Now I come to all the little check boxes concerning other background about me, the part which has always gotten me bounced from a jury panel in the past. I check YES for Have You Ever Been Involved In A Court Proceeding Other Than Jury Service. This is quickly followed by checks in the box for The Case Was Civil, also one in the Criminal box, again for I Was A Party To The Case and for I Was A Witness To A Case. Seems my 25 years in law enforcement tends to mean one lawyer or the other in a pending trial has concerns about me sitting on their jury panel. But, according to the rules, no occupation is automatically excused from jury duty. Thus, I am required to go through the motions.
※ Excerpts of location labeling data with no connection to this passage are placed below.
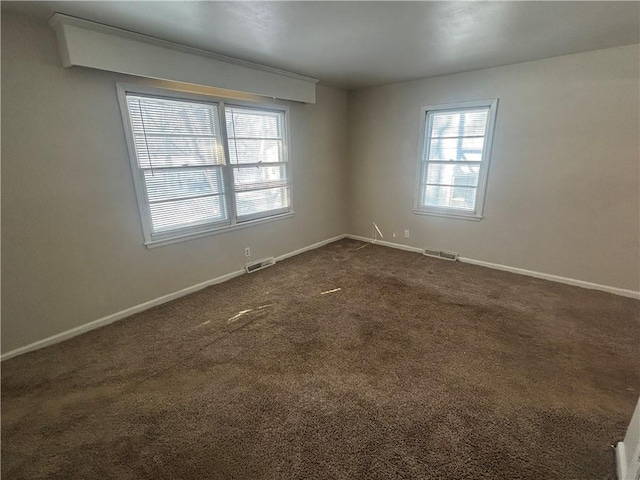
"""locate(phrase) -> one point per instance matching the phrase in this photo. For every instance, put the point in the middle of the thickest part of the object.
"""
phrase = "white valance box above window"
(93, 45)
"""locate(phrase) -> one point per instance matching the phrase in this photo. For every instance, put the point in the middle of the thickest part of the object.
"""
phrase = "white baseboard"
(621, 461)
(186, 291)
(554, 278)
(521, 271)
(310, 247)
(146, 305)
(384, 243)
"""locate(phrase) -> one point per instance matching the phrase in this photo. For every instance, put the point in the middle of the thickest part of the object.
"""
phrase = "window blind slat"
(255, 151)
(179, 134)
(178, 152)
(258, 201)
(185, 213)
(259, 177)
(471, 122)
(452, 197)
(172, 184)
(257, 137)
(465, 175)
(468, 149)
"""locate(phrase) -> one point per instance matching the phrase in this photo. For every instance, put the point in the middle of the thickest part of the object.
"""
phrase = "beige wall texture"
(72, 248)
(563, 194)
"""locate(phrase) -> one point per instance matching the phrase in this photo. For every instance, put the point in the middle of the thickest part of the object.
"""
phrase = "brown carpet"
(415, 368)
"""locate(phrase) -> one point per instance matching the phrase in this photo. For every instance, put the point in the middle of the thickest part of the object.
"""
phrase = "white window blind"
(258, 160)
(192, 176)
(180, 157)
(452, 173)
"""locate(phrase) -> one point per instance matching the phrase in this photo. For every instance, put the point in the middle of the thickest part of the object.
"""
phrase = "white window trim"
(477, 213)
(155, 240)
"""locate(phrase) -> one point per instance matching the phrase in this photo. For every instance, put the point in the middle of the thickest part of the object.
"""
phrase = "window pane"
(259, 177)
(157, 152)
(172, 133)
(460, 149)
(157, 116)
(459, 124)
(185, 213)
(258, 201)
(452, 197)
(251, 123)
(173, 184)
(465, 175)
(255, 151)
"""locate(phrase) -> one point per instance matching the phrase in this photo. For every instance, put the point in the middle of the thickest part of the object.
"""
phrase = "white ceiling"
(356, 44)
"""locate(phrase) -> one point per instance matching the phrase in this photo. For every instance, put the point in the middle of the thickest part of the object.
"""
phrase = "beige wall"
(563, 190)
(562, 197)
(72, 247)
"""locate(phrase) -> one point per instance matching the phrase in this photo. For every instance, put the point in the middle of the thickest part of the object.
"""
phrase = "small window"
(203, 165)
(454, 164)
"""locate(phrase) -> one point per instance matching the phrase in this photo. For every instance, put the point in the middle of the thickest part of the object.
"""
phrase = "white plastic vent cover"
(260, 264)
(453, 256)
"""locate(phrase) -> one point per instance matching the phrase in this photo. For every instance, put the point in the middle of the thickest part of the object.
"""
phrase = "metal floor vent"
(259, 264)
(453, 256)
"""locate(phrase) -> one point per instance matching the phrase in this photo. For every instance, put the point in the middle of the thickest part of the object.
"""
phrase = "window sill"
(474, 217)
(216, 230)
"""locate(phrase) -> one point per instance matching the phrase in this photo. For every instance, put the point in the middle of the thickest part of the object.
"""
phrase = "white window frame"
(158, 239)
(424, 145)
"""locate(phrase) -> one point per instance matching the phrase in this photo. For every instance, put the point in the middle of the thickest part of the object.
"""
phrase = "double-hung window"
(202, 165)
(453, 167)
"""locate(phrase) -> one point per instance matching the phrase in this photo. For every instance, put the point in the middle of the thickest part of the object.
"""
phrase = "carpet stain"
(414, 368)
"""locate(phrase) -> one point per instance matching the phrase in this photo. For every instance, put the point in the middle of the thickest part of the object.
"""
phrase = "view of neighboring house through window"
(454, 163)
(192, 175)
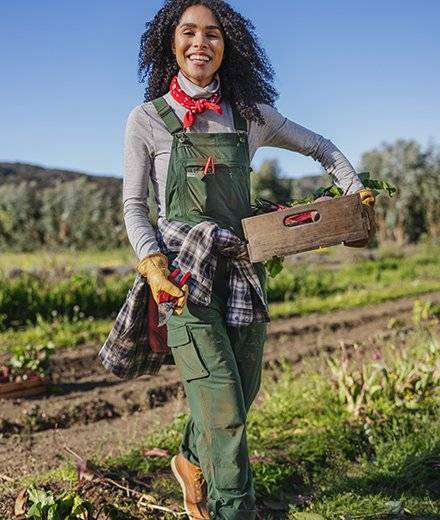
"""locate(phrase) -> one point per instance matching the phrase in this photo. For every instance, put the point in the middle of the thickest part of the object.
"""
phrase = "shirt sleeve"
(138, 164)
(280, 132)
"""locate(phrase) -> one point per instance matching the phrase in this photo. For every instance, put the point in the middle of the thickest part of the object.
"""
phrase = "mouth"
(199, 59)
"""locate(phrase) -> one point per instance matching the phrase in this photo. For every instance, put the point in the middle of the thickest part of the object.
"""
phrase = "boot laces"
(199, 479)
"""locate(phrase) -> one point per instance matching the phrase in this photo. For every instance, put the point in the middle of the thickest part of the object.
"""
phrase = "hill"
(46, 177)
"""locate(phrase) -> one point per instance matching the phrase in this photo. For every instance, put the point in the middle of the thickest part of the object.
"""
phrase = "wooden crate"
(343, 220)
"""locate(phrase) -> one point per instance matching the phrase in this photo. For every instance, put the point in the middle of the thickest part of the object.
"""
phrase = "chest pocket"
(215, 195)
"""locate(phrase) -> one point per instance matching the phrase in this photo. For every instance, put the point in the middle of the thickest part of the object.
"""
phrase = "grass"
(52, 259)
(299, 289)
(312, 452)
(60, 332)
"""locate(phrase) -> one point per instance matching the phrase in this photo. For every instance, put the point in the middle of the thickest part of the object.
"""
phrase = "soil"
(96, 414)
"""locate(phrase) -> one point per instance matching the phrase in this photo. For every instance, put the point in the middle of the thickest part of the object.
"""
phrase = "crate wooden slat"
(341, 220)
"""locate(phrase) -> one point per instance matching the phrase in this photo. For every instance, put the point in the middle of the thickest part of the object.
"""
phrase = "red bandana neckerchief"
(194, 106)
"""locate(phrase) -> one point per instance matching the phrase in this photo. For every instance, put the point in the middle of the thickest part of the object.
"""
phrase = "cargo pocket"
(229, 476)
(186, 354)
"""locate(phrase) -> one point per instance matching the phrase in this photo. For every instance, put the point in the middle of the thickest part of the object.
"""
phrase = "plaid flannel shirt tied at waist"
(197, 248)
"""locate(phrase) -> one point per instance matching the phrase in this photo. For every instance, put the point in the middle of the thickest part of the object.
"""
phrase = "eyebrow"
(188, 24)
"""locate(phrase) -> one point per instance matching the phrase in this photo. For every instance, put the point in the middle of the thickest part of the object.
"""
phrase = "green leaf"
(394, 507)
(274, 266)
(308, 516)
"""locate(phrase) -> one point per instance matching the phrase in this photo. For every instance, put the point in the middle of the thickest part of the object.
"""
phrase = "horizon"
(347, 73)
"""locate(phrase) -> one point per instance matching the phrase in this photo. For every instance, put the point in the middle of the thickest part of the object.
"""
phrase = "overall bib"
(220, 365)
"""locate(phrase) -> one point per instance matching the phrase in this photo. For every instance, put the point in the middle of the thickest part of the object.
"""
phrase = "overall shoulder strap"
(239, 121)
(168, 115)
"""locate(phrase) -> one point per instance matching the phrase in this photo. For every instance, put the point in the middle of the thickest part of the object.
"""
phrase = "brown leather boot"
(193, 485)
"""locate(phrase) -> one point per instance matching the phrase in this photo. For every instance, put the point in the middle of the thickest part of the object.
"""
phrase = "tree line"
(87, 212)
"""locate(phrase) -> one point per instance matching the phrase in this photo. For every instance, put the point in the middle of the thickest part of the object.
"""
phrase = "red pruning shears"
(167, 303)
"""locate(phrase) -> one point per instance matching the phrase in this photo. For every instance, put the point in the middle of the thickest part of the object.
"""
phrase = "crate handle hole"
(301, 219)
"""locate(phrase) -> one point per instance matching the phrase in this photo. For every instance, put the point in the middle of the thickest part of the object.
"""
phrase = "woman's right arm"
(138, 165)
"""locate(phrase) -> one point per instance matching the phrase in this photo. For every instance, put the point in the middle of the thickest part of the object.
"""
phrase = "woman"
(208, 107)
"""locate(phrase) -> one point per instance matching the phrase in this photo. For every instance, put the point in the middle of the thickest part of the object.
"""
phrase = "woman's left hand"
(367, 196)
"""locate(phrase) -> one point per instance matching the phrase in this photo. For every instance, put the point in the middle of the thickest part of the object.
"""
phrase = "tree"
(403, 163)
(267, 183)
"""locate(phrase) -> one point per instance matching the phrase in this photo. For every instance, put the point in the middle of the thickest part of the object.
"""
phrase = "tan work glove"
(367, 196)
(154, 268)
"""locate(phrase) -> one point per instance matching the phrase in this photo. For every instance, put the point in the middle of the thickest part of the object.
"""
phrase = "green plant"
(30, 360)
(67, 506)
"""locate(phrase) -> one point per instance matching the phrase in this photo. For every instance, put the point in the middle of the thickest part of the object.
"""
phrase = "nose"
(200, 40)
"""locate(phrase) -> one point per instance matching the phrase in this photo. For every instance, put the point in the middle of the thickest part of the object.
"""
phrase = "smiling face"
(198, 45)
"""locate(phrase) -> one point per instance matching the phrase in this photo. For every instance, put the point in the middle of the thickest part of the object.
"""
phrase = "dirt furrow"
(92, 410)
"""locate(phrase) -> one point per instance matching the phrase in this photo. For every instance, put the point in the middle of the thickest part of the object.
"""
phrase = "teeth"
(198, 57)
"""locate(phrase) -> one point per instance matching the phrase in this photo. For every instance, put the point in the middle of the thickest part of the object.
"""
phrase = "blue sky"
(357, 72)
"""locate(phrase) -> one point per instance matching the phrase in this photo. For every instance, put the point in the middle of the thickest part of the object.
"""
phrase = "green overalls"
(220, 365)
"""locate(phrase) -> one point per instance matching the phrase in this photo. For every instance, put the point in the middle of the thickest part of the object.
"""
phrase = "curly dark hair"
(245, 65)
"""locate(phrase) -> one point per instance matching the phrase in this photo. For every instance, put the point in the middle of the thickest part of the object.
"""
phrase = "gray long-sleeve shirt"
(147, 152)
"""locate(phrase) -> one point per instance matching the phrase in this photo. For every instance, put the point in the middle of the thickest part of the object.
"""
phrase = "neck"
(198, 91)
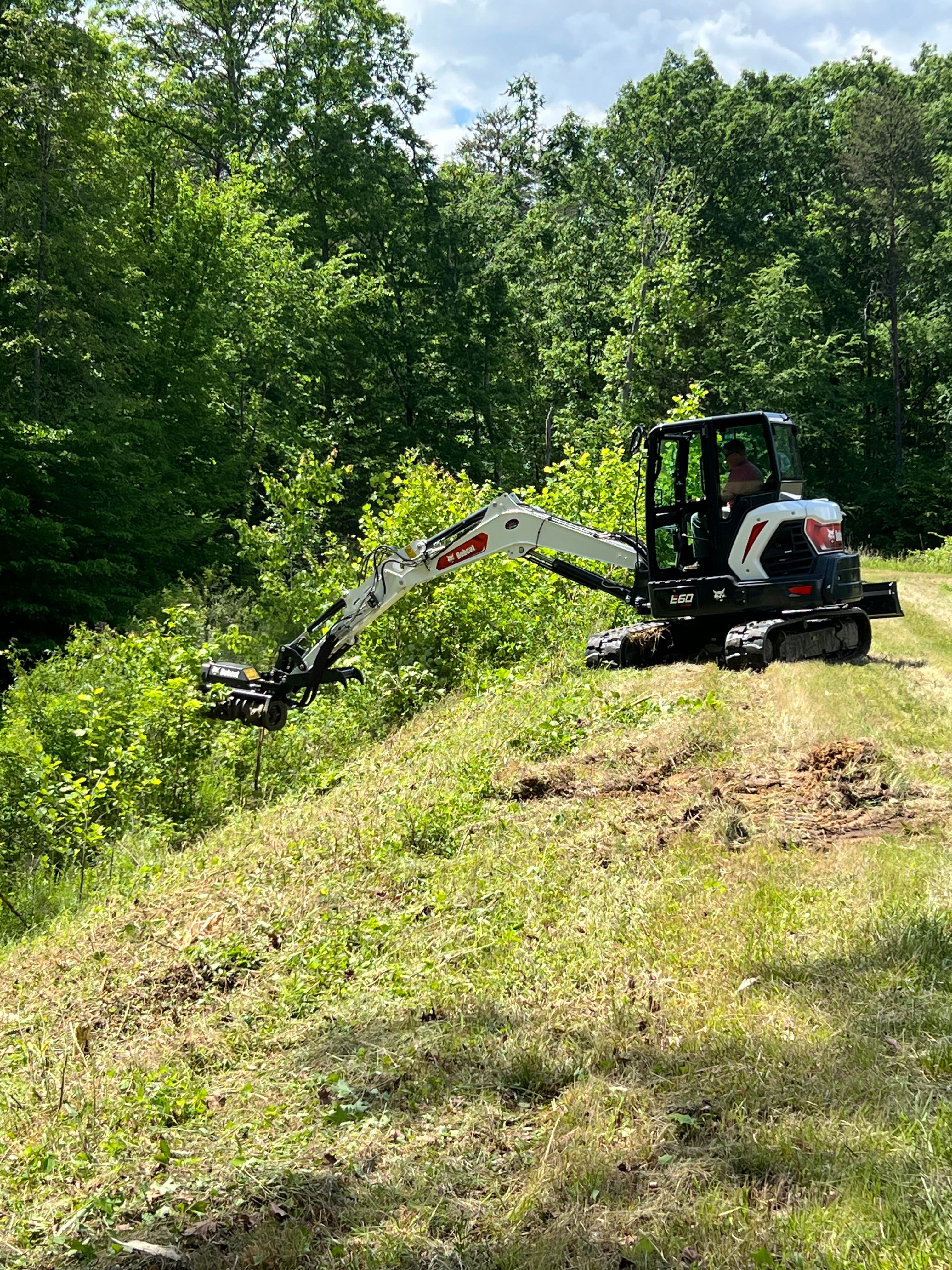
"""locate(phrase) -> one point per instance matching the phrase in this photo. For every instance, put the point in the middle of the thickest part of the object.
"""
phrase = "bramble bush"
(107, 738)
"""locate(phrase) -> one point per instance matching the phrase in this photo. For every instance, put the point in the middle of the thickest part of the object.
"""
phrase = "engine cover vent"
(789, 552)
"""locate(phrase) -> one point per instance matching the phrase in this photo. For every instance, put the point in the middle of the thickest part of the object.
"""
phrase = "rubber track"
(842, 636)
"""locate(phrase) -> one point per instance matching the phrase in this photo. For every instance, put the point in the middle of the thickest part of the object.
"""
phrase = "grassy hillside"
(644, 970)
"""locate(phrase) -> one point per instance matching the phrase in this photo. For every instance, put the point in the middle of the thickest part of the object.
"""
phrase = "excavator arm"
(506, 525)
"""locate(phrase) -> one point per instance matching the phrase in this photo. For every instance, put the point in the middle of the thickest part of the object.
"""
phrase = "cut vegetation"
(645, 970)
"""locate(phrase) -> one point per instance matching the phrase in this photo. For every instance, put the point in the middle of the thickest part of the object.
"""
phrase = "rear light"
(825, 538)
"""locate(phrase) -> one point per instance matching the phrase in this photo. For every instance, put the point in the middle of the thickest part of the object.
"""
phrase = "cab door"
(677, 484)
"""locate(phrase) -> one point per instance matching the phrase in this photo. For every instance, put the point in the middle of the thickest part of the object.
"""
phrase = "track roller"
(631, 647)
(832, 636)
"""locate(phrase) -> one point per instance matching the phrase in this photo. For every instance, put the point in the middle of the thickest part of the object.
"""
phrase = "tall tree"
(885, 157)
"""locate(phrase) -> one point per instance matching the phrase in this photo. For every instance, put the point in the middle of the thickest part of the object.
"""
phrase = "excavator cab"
(691, 524)
(737, 564)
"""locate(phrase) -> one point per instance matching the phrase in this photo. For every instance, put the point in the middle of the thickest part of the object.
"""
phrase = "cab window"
(785, 439)
(753, 438)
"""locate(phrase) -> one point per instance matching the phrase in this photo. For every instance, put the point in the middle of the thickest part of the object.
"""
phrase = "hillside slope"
(639, 970)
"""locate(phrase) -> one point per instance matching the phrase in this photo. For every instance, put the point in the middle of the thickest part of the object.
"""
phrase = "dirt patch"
(840, 790)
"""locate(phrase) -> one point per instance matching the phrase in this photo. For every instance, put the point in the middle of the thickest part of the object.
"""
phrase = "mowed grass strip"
(650, 970)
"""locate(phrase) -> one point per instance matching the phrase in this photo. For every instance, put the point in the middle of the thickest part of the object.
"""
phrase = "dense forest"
(224, 242)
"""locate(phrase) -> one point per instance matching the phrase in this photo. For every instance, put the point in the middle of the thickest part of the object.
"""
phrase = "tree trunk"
(894, 342)
(44, 145)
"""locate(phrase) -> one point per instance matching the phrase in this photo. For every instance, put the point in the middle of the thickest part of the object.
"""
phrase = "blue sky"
(581, 54)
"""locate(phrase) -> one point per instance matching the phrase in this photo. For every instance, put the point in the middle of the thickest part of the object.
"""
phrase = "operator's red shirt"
(743, 479)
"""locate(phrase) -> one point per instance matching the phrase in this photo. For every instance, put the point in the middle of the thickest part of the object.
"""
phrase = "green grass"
(584, 973)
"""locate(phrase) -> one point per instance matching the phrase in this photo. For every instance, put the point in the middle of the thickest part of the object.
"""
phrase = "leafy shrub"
(108, 736)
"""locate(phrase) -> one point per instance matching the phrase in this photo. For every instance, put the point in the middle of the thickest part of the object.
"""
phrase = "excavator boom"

So, the night before, as instructed in the summons, I call the designated telephone number after 5:30 PM. The taped message says numbers 601 through 1,000 must report on the following morning for jury service. Numbers 1,001 through 1,250 are on standby, must be prepared to respond at an hour's notice and are required to call the designated telephone number again at Noon on the following day to see if they are needed then. Okay, looks like No. 1197 has got a second chance with the standbys. I sleep well that night. Comes Noon, the taped message now says the standby group does not need to report, our service obligation as jurors has been fulfilled.

Ah yes, rejected again.

Now, we all know people called for jury duty often make jokes about trying to get out of jury service, some of them serious about their trying or their success. I have even laughed about some of the ploys people used or claimed to have used to get off jury duty. In fact, I found one set of circumstances so bizarre that I used it in a short story ("Independence Day") about one of my Holiday Burglars who ended up on a jury panel for a fellow burglar. In short, it seems a real-life potential female juror raised her hand when the judge asked if there was any reason why any of  the potential jurors in front of him should not serve on a jury.

"Yes ma'am," inquired the judge upon seeing her hand.
"I'm not feeling well," was her reply.
"Not feeling well? What is the problem?"
"I think it's the medicine my doctor is giving me for my cocaine addiction."
"Ma'am, you are excused."

Okay, becoming a juror can be an inconvenience. And, okay, people can joke about different ways to get off jury duty. But, I am pretty sure those same people would quickly be screaming about THEIR RIGHTS if the peer jury system was somehow abolished. So, if a little of my time being spent as a juror is one of the requirements for me to live in a free society, then I'm willing to to have the inconvenience of being called. I know that if I were innocent of an accused crime, I would want some jurors who were fair-minded and interested in true justice, not someone who is aggravated about being summoned and is trying to get out of their duty.